I'm writing a renderer proxy which passes CP invocations to the real renderer and passes renderer event notifications to the CP.
If your are proxying, then IMHO you should just pass on what you get.
This is the initial event notification (see section 4.1 of the UPnP Device Architecture specification). The initial event notification must be received and processed before other events can be processed. If the control point rejects the initial event, this would mean that eventing is completely disabled for this renderer.
No. It would only be disabled for that particular
service (ConnectionManager) on that renderer.
These evented state variables are a required part of the UPnP specification for ConnectionManager:1. Any device that claims to be a UPnP renderer (as MC does) should support them.
Yes. And all renderers that I have seen do actually support those state variables. But not all of them accurately support
eventing on those state variables...
This would work if the control point could safely assume that the value will never change.
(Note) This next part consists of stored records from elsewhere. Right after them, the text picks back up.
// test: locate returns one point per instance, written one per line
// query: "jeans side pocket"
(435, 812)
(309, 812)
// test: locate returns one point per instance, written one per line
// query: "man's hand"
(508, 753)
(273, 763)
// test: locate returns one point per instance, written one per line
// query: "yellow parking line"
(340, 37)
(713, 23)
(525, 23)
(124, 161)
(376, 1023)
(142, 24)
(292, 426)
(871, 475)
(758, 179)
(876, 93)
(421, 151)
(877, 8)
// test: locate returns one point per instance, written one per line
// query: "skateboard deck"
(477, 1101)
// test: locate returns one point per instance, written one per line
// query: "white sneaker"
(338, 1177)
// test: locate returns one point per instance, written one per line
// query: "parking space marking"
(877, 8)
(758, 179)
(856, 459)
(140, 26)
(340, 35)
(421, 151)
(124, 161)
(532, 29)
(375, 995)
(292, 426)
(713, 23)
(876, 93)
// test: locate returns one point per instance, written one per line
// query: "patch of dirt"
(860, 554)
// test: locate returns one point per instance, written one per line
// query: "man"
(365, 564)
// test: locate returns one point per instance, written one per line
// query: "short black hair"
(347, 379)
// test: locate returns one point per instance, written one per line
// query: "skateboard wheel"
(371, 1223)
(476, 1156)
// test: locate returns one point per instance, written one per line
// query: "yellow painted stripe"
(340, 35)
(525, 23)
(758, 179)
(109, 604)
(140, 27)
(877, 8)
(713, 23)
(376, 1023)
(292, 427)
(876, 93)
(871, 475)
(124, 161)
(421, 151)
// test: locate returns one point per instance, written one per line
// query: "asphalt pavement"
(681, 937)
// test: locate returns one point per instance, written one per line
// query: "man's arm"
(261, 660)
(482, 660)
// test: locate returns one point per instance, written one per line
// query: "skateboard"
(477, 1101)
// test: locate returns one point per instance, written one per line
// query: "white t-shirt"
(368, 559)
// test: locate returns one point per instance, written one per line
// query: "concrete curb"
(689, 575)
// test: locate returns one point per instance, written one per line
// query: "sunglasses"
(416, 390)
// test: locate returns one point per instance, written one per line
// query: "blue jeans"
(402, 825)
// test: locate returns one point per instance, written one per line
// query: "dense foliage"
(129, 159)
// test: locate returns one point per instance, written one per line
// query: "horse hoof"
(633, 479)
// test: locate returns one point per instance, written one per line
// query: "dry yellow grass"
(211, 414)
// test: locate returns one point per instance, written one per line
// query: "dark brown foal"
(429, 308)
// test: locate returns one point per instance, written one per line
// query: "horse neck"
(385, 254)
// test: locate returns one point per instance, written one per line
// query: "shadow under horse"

Personally I would just call GetProtocolInfo every time just before I wanted to push something to the player.
But in reality is extremely unlikely that a renderer would suddenly change the list of formats that it can play; and if it did so, then it is quite likely that it would go bye-bye in between. Or ??
The problem with this is that some renderers don't send complete and correct protocol information, so a control point that does these checks might refuse to send a stream to a renderer even though the renderer would be able to handle the stream. Also, there is enormous confusion over which MIME types are correct for various stream types, which can cause a similar problem.
Yes. This is indeed the argument that many CP writers use as a justification for not calling GetProtocolInfo and just pushing whatever they darn well choose.